Türk bankacılık sektöründe, tüketimi ve cari açığı kontrol altına almak üzere uygulanan makro-ihtiyati önlemlerin ve regülasyonların etkileri, yıl boyunca gerek kredi büyümesi gerekse kârlılık üzerinde hissedildi.
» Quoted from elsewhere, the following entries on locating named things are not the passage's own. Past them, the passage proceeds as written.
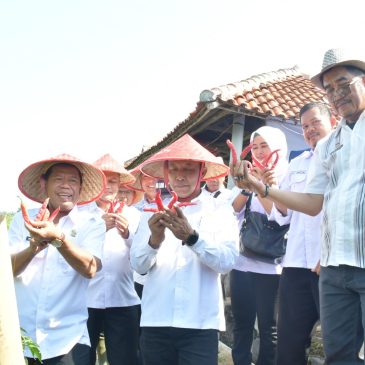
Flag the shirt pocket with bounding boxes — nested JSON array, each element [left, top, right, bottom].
[[289, 170, 307, 192]]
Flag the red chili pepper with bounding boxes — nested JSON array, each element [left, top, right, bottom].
[[19, 197, 32, 224], [177, 202, 196, 208], [155, 191, 165, 212], [226, 139, 237, 165], [116, 199, 126, 214], [265, 150, 280, 170], [48, 207, 60, 222], [240, 143, 252, 160], [252, 150, 280, 170], [143, 208, 158, 213], [167, 191, 178, 209], [35, 198, 49, 221]]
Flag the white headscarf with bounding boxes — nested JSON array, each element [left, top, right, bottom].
[[250, 126, 288, 177]]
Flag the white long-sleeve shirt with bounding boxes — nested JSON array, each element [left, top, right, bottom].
[[9, 207, 105, 359], [131, 190, 238, 330], [305, 112, 365, 269], [269, 151, 322, 269], [87, 204, 140, 309]]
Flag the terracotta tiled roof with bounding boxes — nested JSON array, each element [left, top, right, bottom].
[[200, 66, 325, 120], [126, 66, 326, 168]]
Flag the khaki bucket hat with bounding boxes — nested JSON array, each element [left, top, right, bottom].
[[311, 48, 365, 89], [18, 154, 105, 205]]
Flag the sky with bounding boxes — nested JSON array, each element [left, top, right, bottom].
[[0, 0, 365, 211]]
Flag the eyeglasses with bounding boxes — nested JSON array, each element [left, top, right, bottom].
[[325, 77, 361, 102], [302, 119, 322, 132]]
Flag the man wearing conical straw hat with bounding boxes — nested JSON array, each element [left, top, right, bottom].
[[131, 135, 238, 365], [88, 154, 140, 365], [9, 155, 105, 365]]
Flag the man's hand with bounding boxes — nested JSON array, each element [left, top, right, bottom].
[[148, 212, 165, 248], [24, 221, 62, 245], [261, 167, 278, 186], [161, 207, 194, 241], [230, 161, 265, 195], [115, 213, 129, 239]]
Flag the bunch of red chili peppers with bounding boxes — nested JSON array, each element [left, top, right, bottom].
[[108, 199, 126, 214], [20, 198, 60, 227], [143, 191, 195, 213], [227, 139, 280, 170]]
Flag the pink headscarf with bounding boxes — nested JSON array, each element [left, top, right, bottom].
[[250, 126, 288, 178]]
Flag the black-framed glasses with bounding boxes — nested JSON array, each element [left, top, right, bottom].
[[325, 77, 361, 102]]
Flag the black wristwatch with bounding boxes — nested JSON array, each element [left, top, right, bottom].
[[182, 230, 199, 246]]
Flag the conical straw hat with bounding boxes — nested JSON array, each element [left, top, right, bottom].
[[18, 154, 105, 205], [141, 134, 229, 180]]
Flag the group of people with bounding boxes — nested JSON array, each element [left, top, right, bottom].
[[9, 46, 365, 365]]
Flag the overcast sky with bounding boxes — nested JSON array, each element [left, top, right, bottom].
[[0, 0, 358, 211]]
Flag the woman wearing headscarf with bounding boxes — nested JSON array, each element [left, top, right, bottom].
[[230, 126, 288, 365]]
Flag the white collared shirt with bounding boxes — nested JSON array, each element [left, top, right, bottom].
[[269, 151, 322, 269], [88, 204, 140, 309], [131, 189, 238, 330], [9, 207, 105, 359], [306, 112, 365, 268]]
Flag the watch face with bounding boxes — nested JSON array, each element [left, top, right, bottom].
[[186, 231, 199, 246], [51, 239, 63, 248]]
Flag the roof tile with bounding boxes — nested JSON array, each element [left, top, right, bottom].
[[201, 67, 324, 119]]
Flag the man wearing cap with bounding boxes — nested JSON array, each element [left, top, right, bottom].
[[232, 49, 365, 365], [131, 135, 238, 365], [9, 155, 105, 365], [88, 154, 140, 365]]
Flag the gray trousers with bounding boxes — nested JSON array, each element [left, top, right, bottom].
[[319, 265, 365, 365]]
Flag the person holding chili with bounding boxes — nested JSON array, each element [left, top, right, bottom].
[[230, 126, 288, 365], [9, 155, 105, 365], [131, 135, 238, 365], [87, 154, 140, 365]]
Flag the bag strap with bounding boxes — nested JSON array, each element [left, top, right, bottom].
[[245, 193, 253, 218]]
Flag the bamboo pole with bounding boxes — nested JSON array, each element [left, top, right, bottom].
[[0, 216, 25, 365]]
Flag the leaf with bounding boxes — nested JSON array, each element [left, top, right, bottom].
[[20, 327, 42, 362]]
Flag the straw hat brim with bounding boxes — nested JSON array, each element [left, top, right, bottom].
[[141, 157, 229, 181], [131, 189, 144, 205], [18, 158, 106, 205], [311, 60, 365, 89]]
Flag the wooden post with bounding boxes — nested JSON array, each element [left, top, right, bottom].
[[0, 216, 25, 365], [227, 115, 245, 189]]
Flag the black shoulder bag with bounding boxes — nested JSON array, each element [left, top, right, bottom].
[[240, 194, 290, 263]]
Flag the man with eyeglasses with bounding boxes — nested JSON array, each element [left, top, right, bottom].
[[231, 49, 365, 365]]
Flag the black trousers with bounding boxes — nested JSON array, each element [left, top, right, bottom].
[[27, 343, 90, 365], [276, 267, 319, 365], [230, 270, 278, 365], [87, 305, 139, 365], [141, 327, 218, 365]]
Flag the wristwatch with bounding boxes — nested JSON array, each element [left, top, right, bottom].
[[50, 232, 66, 248], [182, 230, 199, 246]]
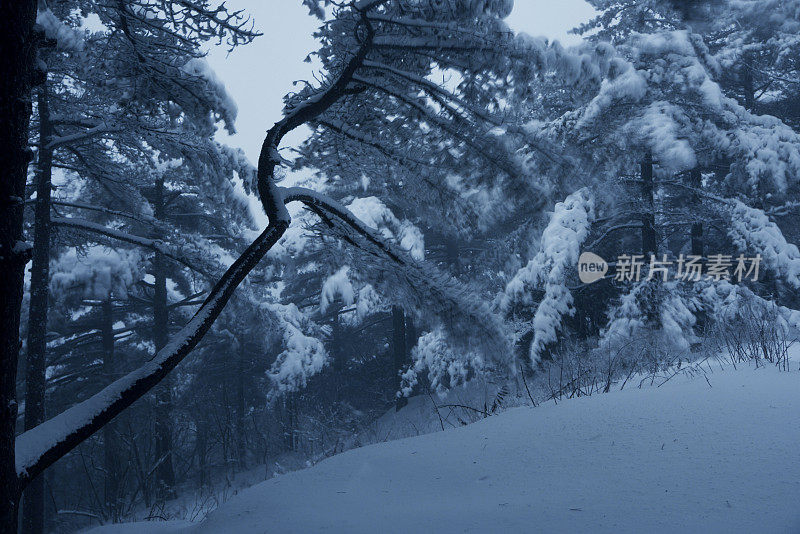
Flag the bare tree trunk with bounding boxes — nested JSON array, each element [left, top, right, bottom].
[[22, 76, 53, 534], [641, 153, 658, 259], [234, 340, 247, 471], [153, 176, 175, 499], [689, 167, 704, 256], [100, 295, 121, 522], [392, 306, 408, 411], [0, 0, 36, 532]]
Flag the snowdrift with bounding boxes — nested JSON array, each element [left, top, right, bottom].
[[93, 368, 800, 534]]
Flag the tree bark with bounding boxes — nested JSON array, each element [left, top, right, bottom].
[[153, 176, 175, 500], [641, 153, 658, 260], [22, 80, 53, 534], [100, 295, 120, 522], [0, 0, 36, 532], [234, 334, 247, 471], [689, 167, 704, 257], [392, 306, 408, 411]]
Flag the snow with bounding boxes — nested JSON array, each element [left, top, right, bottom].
[[36, 9, 85, 52], [347, 197, 425, 261], [50, 245, 144, 299], [182, 58, 239, 134], [728, 200, 800, 289], [94, 362, 800, 534], [319, 265, 355, 313], [501, 188, 595, 363]]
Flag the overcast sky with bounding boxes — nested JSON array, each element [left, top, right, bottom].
[[209, 0, 593, 168]]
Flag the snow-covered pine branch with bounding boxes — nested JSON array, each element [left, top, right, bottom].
[[500, 188, 595, 364]]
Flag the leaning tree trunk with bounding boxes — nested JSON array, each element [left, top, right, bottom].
[[392, 306, 408, 410], [641, 153, 658, 260], [100, 295, 121, 522], [22, 80, 53, 534], [153, 176, 175, 500], [0, 0, 36, 532]]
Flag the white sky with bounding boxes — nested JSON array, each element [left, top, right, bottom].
[[208, 0, 594, 163]]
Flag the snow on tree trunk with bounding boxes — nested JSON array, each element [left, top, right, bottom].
[[153, 175, 175, 500], [641, 153, 658, 258], [392, 306, 408, 410], [100, 295, 121, 521], [22, 81, 53, 534], [0, 0, 36, 532], [501, 188, 595, 364]]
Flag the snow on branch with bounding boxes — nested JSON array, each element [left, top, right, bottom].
[[501, 188, 595, 363], [281, 187, 509, 358], [728, 200, 800, 289], [51, 217, 208, 276], [16, 220, 289, 485], [36, 9, 86, 52]]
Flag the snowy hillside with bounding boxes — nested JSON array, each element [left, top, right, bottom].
[[92, 363, 800, 534]]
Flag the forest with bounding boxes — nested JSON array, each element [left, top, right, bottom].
[[0, 0, 800, 534]]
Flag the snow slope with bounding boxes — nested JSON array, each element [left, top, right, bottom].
[[94, 365, 800, 534]]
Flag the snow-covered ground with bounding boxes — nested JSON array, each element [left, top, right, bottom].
[[92, 362, 800, 534]]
Sektördeki kredi büyümesi 2013 yılındaki %32 seviyesinden %18’e yavaşlayarak, uzun vadede sağlıklı ve sürdürülebilir bir seviyede kaldı. Kredi büyümesindeki yavaşlamanın yanı sıra büyümenin kompozisyonu da değişti. En belirgin yavaşlama, alınan tedbirlere paralel, tüketici kredilerinde ve kredi kartlarında gerçekleşti. 2014 yılında büyümeyi en çok destekleyen alan %27 artışla TL işletme kredileri oldu. Ekonomideki yavaşlama ve regülasyonların etkisi en çok kredi kartlarında artan sorunlu kredilerde hissedildi. Toplam takipteki krediler oranı %2,75 seviyesine kısmi bir artış gösterse de, sektördeki güçlü aktif kalitesi korundu. Geçen yıla göre yüksek seyreden fonlama maliyetleri, yavaşlayan kredi büyümesi ve yasal düzenlemeler, sektörün kârlılığı üzerinde baskı oluşturdu, net faiz marjında yaklaşık 20 puan daralma meydana geldi.
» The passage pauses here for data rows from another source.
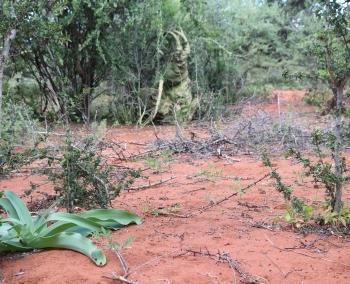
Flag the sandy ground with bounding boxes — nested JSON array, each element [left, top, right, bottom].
[[0, 91, 350, 284]]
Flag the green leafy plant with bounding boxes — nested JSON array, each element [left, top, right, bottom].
[[0, 191, 141, 266]]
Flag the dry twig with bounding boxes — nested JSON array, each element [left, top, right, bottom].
[[179, 248, 259, 284]]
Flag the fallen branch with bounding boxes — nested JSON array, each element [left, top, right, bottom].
[[188, 173, 270, 217], [105, 249, 137, 284], [126, 177, 176, 191]]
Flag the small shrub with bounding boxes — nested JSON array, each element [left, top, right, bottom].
[[49, 133, 140, 212]]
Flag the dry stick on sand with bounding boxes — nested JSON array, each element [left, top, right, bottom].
[[104, 249, 137, 284], [265, 235, 350, 267], [176, 172, 270, 218], [179, 248, 259, 284]]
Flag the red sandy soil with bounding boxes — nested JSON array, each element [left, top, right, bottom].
[[0, 91, 350, 284]]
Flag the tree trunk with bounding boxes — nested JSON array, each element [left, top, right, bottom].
[[0, 29, 16, 138], [333, 85, 344, 213]]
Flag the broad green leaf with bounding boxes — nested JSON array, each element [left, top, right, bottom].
[[29, 233, 106, 266], [2, 191, 33, 230], [79, 209, 142, 225], [46, 212, 101, 232]]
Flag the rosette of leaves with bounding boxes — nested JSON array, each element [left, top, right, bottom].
[[0, 191, 141, 266]]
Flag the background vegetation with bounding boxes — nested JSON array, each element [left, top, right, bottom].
[[0, 0, 330, 123]]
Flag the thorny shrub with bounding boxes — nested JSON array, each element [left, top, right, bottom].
[[262, 130, 350, 228]]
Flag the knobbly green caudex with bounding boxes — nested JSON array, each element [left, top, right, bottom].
[[153, 30, 198, 122]]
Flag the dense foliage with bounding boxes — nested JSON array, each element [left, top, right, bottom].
[[0, 0, 324, 123]]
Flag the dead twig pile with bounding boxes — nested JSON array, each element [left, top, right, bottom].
[[153, 111, 311, 158]]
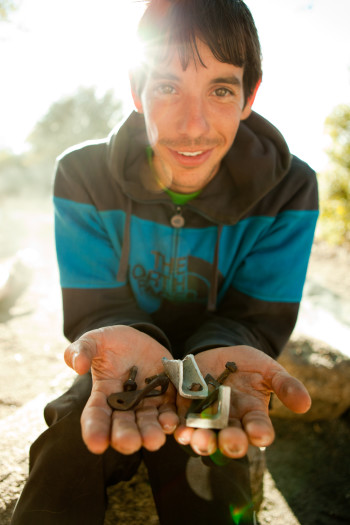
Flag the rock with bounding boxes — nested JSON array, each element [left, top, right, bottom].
[[270, 338, 350, 421]]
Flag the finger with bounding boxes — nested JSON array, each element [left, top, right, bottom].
[[136, 406, 166, 452], [272, 370, 311, 414], [218, 421, 248, 458], [111, 410, 142, 455], [242, 410, 275, 447], [190, 428, 217, 456], [64, 336, 97, 375], [158, 403, 179, 434], [81, 392, 112, 454]]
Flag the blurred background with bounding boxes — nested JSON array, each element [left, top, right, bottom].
[[0, 0, 350, 525]]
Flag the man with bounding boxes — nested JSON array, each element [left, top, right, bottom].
[[12, 0, 317, 525]]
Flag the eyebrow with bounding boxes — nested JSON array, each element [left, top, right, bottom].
[[151, 69, 242, 87], [211, 75, 242, 87]]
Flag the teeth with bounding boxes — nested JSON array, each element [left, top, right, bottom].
[[178, 151, 203, 157]]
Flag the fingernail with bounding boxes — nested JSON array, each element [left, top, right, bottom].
[[223, 446, 244, 456], [163, 425, 176, 434]]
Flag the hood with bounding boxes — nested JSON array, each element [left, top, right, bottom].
[[107, 108, 291, 312], [107, 112, 291, 224]]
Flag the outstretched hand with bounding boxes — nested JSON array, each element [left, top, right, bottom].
[[174, 346, 311, 458], [65, 325, 178, 454]]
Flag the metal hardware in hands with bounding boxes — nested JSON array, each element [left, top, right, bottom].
[[107, 373, 169, 410], [123, 366, 138, 392], [162, 354, 209, 399], [186, 362, 237, 429]]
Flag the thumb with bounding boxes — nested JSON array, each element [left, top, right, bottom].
[[272, 369, 311, 414], [64, 336, 97, 375]]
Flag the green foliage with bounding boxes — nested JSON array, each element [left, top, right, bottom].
[[319, 105, 350, 246]]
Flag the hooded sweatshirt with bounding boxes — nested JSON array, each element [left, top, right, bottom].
[[54, 108, 318, 358]]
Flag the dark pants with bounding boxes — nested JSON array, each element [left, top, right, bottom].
[[11, 374, 254, 525]]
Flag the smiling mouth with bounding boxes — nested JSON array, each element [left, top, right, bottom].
[[176, 151, 203, 157]]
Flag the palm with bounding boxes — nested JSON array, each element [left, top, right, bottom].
[[65, 326, 178, 454]]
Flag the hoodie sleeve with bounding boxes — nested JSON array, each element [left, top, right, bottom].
[[186, 159, 318, 358], [54, 148, 170, 348]]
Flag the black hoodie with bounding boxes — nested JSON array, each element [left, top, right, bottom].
[[54, 109, 318, 358]]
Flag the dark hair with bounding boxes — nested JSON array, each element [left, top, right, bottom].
[[138, 0, 262, 99]]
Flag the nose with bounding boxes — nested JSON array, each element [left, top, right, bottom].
[[177, 95, 209, 138]]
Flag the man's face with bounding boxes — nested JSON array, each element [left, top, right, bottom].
[[134, 41, 250, 193]]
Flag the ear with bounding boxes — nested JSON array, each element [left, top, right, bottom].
[[129, 73, 143, 113], [241, 78, 262, 120]]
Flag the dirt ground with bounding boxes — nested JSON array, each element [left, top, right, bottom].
[[0, 200, 350, 525]]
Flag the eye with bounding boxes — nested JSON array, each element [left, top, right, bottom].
[[213, 87, 234, 98]]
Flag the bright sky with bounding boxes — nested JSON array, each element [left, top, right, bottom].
[[0, 0, 350, 169]]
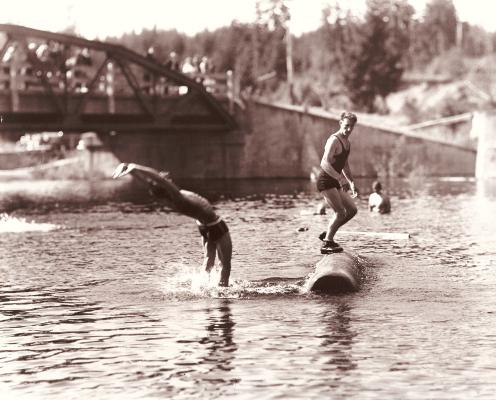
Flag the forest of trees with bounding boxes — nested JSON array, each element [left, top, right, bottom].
[[108, 0, 496, 112]]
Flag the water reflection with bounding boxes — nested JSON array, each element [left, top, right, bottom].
[[320, 301, 357, 387], [199, 299, 239, 387]]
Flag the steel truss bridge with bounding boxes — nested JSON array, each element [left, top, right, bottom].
[[0, 24, 237, 133]]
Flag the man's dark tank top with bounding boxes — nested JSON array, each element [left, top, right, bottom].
[[331, 135, 351, 173]]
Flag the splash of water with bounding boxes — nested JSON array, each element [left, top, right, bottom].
[[0, 213, 60, 233], [162, 267, 307, 299]]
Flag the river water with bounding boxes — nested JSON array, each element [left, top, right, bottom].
[[0, 178, 496, 400]]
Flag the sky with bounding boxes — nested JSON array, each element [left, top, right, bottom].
[[0, 0, 496, 39]]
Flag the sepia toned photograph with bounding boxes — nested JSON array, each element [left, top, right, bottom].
[[0, 0, 496, 400]]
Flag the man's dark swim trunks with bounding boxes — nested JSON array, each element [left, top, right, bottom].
[[317, 168, 341, 192], [198, 218, 229, 242]]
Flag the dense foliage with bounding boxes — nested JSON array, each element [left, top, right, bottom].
[[104, 0, 496, 111]]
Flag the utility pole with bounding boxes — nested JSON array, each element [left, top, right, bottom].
[[285, 6, 294, 103]]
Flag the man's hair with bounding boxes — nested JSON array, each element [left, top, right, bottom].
[[341, 111, 358, 124], [372, 181, 382, 192]]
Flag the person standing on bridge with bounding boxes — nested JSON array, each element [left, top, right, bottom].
[[316, 112, 358, 254], [112, 163, 232, 286]]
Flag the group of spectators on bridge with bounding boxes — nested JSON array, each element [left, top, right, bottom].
[[0, 40, 221, 95], [143, 46, 215, 94]]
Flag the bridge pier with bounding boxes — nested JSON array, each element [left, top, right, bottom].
[[471, 110, 496, 180]]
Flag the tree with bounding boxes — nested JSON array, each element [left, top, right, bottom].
[[338, 0, 414, 112]]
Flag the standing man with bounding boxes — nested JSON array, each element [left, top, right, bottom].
[[317, 112, 357, 254], [112, 163, 232, 286], [369, 181, 391, 214]]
Garanti BBVA olarak bu zorlu dönemde, sürdürülebilir büyüme odağımızla, müşterilerimizi tüm ürün ve hizmetlerimizin kalbinde tutup, hayatlarının içine entegre olmuş bir bankacılık deneyimi sunmayı hedefledik. Bu doğrultuda, Türkiye’nin tüm illerindeki şubelerimiz ve her an rahatça ulaşılan dijital kanallarımızla, müşterilerimizi dinlemeye ve finansal ihtiyaçlarına çözümler üretmeye devam ettik. Bilançomuzu başarılı bir şekilde yöneterek, sahip olduğumuz sağlam aktif kalitesi, güvenli likidite seviyesi ve güçlü sermaye yapısıyla, 2014 yılında da güçlü performansımızı sürdürdük.
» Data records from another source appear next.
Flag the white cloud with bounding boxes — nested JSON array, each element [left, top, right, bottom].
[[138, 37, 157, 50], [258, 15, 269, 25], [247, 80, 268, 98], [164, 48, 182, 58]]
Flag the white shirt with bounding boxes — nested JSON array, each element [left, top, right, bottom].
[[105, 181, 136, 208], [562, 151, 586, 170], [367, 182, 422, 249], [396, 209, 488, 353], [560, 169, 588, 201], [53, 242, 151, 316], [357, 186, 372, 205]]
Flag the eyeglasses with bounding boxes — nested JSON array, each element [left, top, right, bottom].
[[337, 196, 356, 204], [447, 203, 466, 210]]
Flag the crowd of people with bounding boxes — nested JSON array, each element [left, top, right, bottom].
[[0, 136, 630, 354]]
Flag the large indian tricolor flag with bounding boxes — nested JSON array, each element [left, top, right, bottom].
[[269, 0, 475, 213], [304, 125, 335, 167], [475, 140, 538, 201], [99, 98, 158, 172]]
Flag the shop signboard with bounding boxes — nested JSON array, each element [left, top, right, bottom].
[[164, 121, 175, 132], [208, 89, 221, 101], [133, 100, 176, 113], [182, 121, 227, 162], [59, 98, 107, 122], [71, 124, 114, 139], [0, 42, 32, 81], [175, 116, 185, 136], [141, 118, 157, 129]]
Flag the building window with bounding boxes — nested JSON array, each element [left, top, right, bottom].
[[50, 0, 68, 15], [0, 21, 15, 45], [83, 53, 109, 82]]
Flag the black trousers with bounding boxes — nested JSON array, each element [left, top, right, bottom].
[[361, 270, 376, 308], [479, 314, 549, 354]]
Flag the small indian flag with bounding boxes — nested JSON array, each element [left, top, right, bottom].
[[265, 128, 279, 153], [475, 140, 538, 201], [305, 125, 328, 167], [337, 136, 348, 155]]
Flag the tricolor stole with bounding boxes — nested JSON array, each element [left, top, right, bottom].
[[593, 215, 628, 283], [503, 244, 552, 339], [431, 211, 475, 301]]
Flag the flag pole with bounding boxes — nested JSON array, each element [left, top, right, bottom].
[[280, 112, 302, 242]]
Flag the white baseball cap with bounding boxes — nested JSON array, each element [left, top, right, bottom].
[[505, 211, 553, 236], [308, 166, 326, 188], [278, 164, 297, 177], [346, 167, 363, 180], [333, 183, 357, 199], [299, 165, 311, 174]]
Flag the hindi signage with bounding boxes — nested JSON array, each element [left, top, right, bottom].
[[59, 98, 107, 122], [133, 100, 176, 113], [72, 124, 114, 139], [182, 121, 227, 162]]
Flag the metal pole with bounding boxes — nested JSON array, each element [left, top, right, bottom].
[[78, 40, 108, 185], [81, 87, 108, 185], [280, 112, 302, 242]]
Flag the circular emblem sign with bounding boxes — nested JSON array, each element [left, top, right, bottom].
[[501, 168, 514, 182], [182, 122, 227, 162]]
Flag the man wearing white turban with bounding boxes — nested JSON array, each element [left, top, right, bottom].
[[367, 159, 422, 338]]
Kredilerde, öngörülerimiz doğrultusunda, izlediğimiz disiplinli büyüme stratejilerimizle hedeflerimize ulaştık. Özellikle odaklandığımız Türk Lirası kredilerde, konsolide bazda %16 seviyesinde bir büyüme gerçekleştirdik. Yabancı Para krediler tarafında, 2014’teki bazı yatırımların, global ve yerel gelişmelere paralel olarak sonraki dönemlere ötelenmiş olması nedeniyle, öngörümüzün altında bir büyüme gerçekleşirken, toplam kredi büyüklüğümüz 143 milyar TL’ye ulaştı. Kredilerimiz büyürken, aktif kalitesinde sektörün üzerindeki güçlü performansımızı sürdürdük. Takipteki kredi oranımız, sektör ile karşılaştırılabilir konsolide olmayan finansal sonuçlara göre %2,41 seviyesinde gerçekleşti.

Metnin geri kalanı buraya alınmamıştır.